Subject 6. Primary Security Markets

The primary markets are those in which new issues of bonds, preferred stock, or common stock are sold by government units, municipalities, or companies to acquire new capital.

  • New issue.
  • Key factor: issuer receives the proceeds from the sale.

There are two important rules in the primary capital markets:

  • Rule 415 allows large firms to register security issues and sell them piecemeal over the following two years. Such issues are called shelf-registration. This rule allows a single registration document to be filed that permits the issuance of multiple securities.
  • Rule 144A allows corporations (including non-U.S. firms) to place securities privately with large, sophisticated investors. The issuer of a private placement reduces issuing costs because it does not have to complete the extensive registration documents. However, investors will require a higher return since no secondary market exists and thus the liquidity risk is high.
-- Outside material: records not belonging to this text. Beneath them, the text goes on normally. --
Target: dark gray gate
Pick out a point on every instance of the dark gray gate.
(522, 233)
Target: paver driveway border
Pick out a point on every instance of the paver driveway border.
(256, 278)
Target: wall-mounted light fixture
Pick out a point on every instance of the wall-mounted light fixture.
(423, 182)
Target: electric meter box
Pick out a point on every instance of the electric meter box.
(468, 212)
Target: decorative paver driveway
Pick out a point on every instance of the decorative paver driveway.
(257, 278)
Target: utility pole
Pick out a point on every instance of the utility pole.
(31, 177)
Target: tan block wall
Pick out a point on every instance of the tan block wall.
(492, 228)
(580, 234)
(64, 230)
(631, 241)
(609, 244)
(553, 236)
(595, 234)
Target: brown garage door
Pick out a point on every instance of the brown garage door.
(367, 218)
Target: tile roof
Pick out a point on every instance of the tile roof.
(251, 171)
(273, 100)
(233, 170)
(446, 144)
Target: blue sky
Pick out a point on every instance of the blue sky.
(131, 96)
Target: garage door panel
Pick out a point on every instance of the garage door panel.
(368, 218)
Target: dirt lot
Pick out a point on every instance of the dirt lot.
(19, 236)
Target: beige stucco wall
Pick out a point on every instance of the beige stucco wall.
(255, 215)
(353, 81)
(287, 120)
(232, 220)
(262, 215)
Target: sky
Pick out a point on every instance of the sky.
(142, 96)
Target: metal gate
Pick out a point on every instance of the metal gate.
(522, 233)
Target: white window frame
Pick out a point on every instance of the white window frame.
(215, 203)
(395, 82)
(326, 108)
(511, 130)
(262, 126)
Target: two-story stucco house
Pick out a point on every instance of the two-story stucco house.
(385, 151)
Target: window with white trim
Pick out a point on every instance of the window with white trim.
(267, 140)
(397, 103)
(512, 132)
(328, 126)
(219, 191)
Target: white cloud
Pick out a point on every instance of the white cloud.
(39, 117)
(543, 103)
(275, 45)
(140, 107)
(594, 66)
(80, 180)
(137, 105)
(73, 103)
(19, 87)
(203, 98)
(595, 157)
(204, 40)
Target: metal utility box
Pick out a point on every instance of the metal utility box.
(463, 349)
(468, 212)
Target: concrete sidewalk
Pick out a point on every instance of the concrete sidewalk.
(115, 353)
New stock issues are divided into two groups:

  • Initial public offerings (IPOs). These are new shares that a firm offers to the public for the first time. They are typically underwritten by investment bankers through negotiated arrangements (the most common form), competitive bids, and best-effort arrangements (investment bankers act as brokers, not taking the price risk).
  • Seasoned equity issues. These are new shares issued by firms that already have stocks outstanding.

A rights issue is an option that a company can opt for to raise capital under a secondary market offering or by using a seasoned equity offering of shares to raise money. It is a special form of shelf offering or shelf registration. With the issued rights, existing shareholders have the privilege of buying a specified number of new shares from the firm at a specified price within a specified time.

Government bond issues are sold at Federal Reserve auctions.